A: Necessity and convenience. Having housemates and guests over for dinner all the time means someone has to put food on the table. Everyone’s busy and eventually I just had to the most practice whipping out gourmet dinner for a dozen. Convenience comes down to my own feeling that I’d rather host than travel. I know for some folks, hosting is stressful, but since I’m well set-up, I’d really rather have folks over than go out.
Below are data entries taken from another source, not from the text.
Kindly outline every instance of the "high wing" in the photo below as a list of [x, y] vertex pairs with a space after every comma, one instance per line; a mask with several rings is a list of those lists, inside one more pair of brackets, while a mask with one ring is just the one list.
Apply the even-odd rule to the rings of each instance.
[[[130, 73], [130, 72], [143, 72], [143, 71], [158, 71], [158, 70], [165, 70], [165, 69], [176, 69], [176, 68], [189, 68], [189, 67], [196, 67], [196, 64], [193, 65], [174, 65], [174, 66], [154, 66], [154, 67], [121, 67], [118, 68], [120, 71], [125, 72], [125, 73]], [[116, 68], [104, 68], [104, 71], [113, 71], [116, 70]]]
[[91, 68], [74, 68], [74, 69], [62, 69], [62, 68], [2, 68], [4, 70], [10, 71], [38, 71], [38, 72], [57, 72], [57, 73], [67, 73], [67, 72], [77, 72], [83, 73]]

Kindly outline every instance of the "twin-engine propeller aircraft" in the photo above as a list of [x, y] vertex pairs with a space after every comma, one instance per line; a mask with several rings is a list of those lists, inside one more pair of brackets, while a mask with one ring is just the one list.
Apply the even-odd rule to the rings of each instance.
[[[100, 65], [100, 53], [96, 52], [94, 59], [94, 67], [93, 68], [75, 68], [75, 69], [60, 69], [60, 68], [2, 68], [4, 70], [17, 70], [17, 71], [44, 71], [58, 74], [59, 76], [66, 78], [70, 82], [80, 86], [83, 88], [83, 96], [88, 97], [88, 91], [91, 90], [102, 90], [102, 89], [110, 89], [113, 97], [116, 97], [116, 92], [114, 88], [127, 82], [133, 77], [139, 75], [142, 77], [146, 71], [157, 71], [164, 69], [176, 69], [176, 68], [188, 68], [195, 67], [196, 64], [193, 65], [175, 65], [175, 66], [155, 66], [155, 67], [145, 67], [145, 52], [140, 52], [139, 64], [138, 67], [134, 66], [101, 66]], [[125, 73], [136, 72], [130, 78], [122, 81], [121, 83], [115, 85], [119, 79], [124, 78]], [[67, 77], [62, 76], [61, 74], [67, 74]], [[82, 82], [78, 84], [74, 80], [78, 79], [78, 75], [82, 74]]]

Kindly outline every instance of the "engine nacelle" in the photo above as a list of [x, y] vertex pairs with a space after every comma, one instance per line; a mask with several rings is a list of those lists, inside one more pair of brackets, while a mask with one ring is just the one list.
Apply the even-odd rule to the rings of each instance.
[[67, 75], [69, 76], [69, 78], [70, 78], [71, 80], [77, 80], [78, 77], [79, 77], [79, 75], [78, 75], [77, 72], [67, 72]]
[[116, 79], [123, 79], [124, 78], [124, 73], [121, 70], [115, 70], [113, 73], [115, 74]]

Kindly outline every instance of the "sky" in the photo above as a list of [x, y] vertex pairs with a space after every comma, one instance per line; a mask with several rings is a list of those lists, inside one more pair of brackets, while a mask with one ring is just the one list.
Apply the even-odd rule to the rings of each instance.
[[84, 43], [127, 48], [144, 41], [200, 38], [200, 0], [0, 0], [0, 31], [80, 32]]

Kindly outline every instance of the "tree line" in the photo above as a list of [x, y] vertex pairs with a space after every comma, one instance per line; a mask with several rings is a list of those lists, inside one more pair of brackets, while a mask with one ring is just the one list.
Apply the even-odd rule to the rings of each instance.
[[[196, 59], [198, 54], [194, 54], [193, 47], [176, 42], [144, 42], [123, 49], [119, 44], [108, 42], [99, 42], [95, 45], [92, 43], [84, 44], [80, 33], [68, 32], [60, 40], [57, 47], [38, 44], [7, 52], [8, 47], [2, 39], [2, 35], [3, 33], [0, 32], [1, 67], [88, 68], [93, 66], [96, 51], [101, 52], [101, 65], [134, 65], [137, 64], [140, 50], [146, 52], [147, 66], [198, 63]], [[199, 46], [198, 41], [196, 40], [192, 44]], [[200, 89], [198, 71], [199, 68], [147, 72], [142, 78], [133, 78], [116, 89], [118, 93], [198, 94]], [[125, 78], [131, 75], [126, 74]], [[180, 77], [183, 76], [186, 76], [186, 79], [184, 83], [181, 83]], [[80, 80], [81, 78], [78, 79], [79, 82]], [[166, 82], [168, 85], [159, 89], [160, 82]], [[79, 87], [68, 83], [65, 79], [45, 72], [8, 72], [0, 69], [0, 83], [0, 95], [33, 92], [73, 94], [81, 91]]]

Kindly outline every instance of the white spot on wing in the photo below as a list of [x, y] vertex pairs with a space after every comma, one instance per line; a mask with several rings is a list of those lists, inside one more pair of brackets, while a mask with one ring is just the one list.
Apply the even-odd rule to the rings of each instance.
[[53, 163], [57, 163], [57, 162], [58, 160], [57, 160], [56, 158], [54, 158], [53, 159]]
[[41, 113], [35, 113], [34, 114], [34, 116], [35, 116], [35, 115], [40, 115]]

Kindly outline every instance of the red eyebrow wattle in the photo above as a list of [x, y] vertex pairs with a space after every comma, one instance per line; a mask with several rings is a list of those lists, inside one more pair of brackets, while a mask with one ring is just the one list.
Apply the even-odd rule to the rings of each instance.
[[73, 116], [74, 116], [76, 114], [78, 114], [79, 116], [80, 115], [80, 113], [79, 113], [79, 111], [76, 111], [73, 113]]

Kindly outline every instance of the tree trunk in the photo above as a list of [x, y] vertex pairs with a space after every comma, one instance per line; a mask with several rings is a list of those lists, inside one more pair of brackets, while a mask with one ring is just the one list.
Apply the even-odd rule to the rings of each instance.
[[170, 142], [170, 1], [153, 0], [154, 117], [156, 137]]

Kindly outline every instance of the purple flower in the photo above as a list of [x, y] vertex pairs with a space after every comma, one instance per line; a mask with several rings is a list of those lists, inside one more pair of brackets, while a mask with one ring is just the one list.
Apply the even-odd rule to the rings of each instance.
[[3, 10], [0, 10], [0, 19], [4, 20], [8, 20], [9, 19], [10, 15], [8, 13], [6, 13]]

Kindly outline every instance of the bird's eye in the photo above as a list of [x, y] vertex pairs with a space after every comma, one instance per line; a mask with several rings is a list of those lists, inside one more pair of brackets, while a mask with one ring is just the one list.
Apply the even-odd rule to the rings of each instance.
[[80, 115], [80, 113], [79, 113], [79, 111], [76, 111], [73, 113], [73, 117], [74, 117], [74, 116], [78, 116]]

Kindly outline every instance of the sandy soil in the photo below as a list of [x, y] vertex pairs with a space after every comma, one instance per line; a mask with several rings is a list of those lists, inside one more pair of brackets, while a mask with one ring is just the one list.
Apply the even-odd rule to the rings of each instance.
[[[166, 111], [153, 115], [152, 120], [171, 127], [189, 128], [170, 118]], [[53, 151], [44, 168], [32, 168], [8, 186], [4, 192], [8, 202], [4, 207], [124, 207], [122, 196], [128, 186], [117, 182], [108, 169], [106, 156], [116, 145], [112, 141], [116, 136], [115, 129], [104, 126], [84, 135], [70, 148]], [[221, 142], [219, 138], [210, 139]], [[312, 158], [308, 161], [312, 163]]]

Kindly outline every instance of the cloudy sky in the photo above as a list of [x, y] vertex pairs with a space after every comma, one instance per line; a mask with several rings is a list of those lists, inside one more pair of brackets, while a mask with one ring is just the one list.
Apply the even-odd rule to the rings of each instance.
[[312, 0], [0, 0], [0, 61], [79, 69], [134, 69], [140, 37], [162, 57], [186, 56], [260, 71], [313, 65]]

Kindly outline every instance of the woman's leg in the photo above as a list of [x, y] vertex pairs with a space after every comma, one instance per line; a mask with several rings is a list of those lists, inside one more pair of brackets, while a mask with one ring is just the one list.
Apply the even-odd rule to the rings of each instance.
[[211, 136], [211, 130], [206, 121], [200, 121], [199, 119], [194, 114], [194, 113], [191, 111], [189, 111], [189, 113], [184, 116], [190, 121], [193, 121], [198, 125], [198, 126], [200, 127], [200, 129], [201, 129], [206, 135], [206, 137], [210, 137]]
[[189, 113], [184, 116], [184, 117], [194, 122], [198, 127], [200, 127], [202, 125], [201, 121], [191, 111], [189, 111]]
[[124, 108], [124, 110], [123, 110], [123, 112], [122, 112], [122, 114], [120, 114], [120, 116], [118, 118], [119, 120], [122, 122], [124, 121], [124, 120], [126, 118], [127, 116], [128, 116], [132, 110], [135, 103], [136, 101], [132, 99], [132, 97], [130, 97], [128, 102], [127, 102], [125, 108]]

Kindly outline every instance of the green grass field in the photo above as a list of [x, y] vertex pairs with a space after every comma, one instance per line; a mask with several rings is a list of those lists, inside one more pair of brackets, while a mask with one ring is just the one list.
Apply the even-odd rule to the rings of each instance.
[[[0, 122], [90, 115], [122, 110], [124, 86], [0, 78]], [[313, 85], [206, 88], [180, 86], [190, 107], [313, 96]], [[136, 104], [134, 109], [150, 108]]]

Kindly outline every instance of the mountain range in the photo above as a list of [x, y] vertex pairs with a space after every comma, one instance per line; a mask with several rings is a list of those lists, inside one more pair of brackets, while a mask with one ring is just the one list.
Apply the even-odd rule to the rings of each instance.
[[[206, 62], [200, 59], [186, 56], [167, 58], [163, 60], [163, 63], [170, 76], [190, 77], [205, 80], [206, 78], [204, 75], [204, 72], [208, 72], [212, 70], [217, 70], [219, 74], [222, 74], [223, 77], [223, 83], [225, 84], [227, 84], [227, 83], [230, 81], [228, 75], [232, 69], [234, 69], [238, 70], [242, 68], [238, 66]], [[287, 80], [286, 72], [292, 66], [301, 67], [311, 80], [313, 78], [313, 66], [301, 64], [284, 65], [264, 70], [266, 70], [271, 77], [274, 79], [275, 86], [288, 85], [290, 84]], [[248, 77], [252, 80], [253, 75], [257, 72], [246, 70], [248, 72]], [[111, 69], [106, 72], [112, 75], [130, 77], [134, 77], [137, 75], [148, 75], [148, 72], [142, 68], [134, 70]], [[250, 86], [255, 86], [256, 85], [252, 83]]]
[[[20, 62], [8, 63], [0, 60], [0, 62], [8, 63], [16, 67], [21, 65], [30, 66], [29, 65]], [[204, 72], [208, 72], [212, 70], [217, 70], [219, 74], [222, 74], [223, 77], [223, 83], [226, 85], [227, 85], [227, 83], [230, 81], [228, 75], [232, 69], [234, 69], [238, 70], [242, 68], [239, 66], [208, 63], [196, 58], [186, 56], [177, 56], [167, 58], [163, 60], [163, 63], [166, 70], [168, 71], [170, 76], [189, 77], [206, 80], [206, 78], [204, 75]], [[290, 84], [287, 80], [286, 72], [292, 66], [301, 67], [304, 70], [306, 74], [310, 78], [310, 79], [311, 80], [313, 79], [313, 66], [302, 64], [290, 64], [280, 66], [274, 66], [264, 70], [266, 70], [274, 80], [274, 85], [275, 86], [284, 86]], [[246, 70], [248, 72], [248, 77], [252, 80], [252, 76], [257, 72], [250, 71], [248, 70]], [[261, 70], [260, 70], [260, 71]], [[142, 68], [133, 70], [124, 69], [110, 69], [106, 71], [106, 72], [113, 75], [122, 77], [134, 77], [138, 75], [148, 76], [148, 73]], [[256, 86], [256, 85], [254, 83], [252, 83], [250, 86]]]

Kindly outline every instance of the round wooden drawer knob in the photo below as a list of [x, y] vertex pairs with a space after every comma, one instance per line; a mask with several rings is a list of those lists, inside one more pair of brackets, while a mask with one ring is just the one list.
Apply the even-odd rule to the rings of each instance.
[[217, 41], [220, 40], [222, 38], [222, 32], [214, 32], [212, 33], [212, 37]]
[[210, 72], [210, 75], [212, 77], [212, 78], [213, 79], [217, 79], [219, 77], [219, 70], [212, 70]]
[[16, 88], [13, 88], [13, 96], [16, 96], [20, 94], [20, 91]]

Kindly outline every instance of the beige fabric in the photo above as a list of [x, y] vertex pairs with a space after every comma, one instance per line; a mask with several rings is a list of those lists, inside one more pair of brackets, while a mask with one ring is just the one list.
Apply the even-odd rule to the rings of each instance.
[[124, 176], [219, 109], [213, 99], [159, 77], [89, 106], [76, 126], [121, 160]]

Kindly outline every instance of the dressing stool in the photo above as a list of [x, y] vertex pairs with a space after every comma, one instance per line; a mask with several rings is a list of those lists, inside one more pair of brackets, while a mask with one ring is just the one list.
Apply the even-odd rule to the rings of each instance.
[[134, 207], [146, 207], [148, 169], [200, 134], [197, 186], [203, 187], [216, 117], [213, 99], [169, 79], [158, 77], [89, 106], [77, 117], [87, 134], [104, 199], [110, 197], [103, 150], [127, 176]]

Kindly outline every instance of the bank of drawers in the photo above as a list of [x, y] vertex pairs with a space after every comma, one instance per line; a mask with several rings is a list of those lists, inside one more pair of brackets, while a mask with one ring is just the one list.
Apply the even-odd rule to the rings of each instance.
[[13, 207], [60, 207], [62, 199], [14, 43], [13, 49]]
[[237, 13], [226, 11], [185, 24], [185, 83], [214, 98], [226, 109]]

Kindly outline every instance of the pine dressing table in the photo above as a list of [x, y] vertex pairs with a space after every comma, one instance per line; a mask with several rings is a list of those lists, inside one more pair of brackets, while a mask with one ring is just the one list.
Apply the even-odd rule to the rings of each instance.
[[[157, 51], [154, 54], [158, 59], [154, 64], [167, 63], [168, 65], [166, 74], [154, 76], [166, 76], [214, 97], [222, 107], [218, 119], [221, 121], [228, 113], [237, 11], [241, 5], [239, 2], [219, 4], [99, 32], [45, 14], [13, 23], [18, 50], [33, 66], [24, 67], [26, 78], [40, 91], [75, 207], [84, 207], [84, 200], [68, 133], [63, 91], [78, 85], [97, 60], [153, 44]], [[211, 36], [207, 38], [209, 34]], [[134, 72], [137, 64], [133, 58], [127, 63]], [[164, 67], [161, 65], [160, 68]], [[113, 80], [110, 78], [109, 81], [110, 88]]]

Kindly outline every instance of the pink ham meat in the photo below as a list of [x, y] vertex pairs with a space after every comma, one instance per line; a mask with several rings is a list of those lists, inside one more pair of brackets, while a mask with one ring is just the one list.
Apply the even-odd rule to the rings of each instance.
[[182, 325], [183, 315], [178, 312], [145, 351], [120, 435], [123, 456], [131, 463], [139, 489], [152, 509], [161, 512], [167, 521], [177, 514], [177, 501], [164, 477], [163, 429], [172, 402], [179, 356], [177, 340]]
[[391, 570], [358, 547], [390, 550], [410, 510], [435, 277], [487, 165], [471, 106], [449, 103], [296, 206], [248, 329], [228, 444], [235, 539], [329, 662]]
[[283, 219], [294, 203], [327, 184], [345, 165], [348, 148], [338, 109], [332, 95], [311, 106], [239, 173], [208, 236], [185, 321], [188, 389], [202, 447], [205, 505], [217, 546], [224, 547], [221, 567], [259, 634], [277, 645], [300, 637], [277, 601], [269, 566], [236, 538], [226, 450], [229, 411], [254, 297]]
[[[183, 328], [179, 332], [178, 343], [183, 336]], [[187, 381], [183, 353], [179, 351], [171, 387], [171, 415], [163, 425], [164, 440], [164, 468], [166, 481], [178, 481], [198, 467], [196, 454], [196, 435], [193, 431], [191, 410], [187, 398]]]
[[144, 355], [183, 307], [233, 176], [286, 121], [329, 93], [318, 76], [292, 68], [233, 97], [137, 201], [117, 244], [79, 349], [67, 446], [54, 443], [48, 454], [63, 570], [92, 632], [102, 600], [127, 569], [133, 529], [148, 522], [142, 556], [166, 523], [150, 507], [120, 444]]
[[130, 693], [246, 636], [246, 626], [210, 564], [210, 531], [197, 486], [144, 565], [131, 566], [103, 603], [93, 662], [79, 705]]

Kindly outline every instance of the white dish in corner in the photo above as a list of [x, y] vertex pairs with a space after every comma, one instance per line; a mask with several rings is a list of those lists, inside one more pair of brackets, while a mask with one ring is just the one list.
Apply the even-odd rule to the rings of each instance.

Q: Favorite hotshot recipe (prepared with locally grown food, naturally!):

A: Given the choice, I would eat nothing but curry and here’s why: It includes all of the things that we like to eat: veggies, meat, starch and spices. It’s easy, makes few cooking-related dirty dishes, and is highly nutritious and healthy. It also makes great leftovers. It can be made with vegetables that are marginal and no one notices.

Thai Curry:

1) Make rice. Use the rice cooker. It’s easier. Basically just under 2:1 ratio of water to rice. The more rice you use, the less water. If you do brown rice, use a little more water, but if you press the brown rice button, recognize that it will take 2-3 hours before it’s done. Brown rice seems to cook just fine on the white rice setting.

2) Sautee vegetables. Hard ones early, soft ones later. Bell peppers are favoured, but anything will do.

3) Combine in bowl: coconut milk, thai curry paste (red and green are
my favs), salt.

4) Mix bowl into pan. Heat.

5) Put on rice.

Q: Best hotshot recipe when you need to impress someone:

A: When I want to impress, I usually go to my chest freezer for some Sweetland Farm porkchops or Clay Hill Beef. Salt the heck out of it and grill. Accompanied with a pilaf of brown rice, wild rice, soft wheat berries and other neat grains made in chicken stock, maybe with some sautéed mushrooms and celery added later. Obviously butter too. Side of salad, or seasonal veg.

I also make literally the best pancakes you’ve ever had.

Also, if you’re not making your own salad dressing, then you haven’t even begun to hotshot. Experiment, but couple notes:

  • Mustard, powdered or from a jar, is a natural emulsifier
  • If you then use your handy-dandy stick blender to mix, it will stay emulsified for quite a while.
  • Put a little glob of hellman’s mayo in there. Delish.

Q: Favorite person to cook for:

A: Can’t pick one, but I love having my friends who’ve all moved out of the area come to visit, and I like to thank them for travelling to see me, so always happy to treat to a nice dinner. Also, my mom’s generally pretty appreciative.

Q: The hotshot’s most important kitchen gear:


  • Rice cooker
  • Immersion blender
  • Giant cutting board, handmade from cherry, walnut and maple scraps from my woodshop
  • Wide-mouth mason jar for drinking out of. Hydration is very important.

Q: Name 5 things in your kitchen, without which you cannot live.


  • Gas range, as high powered as possible.
  • Cast iron skillet
  • Sharp Knives
  • Quality ingredients
  • Your brain

Q: If you were a locally grown food, what would you be and why?

A: Huge fan of the Beet. Grows anywhere, super nutritious, delicious, you can eat the whole plant and it turns your whole insides red. What more could you ask?

Q: Best websites or blogs for new hotshot ideas?

A: No idea. If I need help, I use the Joy of Cooking. Reading Michael Pollan was also a major source of inspiration.

Q: Where do you buy the locally grown food for your hotshot recipes?

A: Sweetland Farm in Norwich is my source for meats and veggies in season. The pork and lamb from here is out of this world. I can never go back to factory farmed meats. Off season, I do all my shopping at the Co-op Food Stores. When I can get a gallon of Co-op branded McNamara whole milk for the same price as a gallon of Hood, I don’t see why I should shop anywhere else. It’s substantially, noticeably more delicious.image1

Q: What advice do you have for aspiring hotshots?

A: Think ab
out what you like to eat, and make that. Pick a project – for a while, I was experimenting with hashbrowns until I discovered that grating in some parsnips made them caramelize beautifully. So Good! Also, neither fat nor salt is bad for you anymore. Use it!

Q: Being named one of the Upper Valley’s Men Who Cook Hotshots makes me feel…

A: Quite pleased. One of the best things about living in this area is the access we have to wonderful, locally grown food. It’s a major boost to quality of life. It’s also so simple, I think everyone should cook all the time!